F.1.9 Cluster System Related Error

PRIMECLUSTER Global Disk Services Configuration and Administration Guide 4.1 (Solaris(TM) Operating System)

F.1.9 Cluster System Related Error

For cluster system related errors, in one of the following circumstances, take action as indicated for the relevant situation.

The error message "ERROR: class: cannot operate in cluster environment, ..." is output, and the operation cannot be conducted on the class class.

The PRIMECLUSTER CF clinitreset(1M) command ends abnormally outputting an error message # 6675.

Cluster applications become "Inconsistent".
The GFS Shared File System is not mounted on node startup.

(1) The error message "ERROR: class: cannot operate in cluster environment, ..." is output, and the operation cannot be conducted on the class class.

[Explanation]

The local class created when cluster control facility was inactive cannot directly be used in a cluster system. When the cluster control facility is activated, the following message is output to the system log and the GDS daemon log file, and the local class becomes nonoperational.

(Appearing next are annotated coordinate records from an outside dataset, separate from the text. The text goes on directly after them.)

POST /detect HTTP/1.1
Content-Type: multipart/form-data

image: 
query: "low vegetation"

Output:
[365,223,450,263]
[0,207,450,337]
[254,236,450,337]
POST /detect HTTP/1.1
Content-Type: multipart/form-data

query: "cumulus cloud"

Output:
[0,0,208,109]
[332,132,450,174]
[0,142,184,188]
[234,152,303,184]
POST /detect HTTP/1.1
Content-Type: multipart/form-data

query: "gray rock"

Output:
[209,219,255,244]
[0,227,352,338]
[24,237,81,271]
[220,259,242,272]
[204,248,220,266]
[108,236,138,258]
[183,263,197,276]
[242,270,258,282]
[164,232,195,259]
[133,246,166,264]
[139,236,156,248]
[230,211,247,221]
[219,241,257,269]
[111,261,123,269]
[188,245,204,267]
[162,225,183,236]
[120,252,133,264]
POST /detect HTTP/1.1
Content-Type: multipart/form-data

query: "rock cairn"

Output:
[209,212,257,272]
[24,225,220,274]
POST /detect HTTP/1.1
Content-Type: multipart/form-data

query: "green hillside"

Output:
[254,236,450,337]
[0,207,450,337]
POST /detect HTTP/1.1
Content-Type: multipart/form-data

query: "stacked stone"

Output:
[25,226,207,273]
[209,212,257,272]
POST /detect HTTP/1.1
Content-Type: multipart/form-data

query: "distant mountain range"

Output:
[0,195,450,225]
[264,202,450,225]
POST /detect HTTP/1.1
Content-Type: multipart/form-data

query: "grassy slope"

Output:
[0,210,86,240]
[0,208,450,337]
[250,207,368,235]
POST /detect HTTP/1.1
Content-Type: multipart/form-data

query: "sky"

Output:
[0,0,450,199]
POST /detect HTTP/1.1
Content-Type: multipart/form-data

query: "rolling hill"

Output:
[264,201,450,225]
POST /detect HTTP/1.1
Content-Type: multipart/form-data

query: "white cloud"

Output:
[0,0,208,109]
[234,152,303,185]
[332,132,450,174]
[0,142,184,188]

ERROR: class: cannot operate in cluster environment, created when cluster control facility not ready

This error message will be output when:

The cluster initial configuration was executed after the local class class had been created on a node on which that configuration was incomplete.
The local class class was created in single user mode.
The single node on which the local class class was created was changed over to a cluster system.

[Resolution]

Make the local class available in a cluster system by method a) or method b) as follows. Generally method a) should be used, but method b) should be used in order to prevent the volume data from being backed up and restored.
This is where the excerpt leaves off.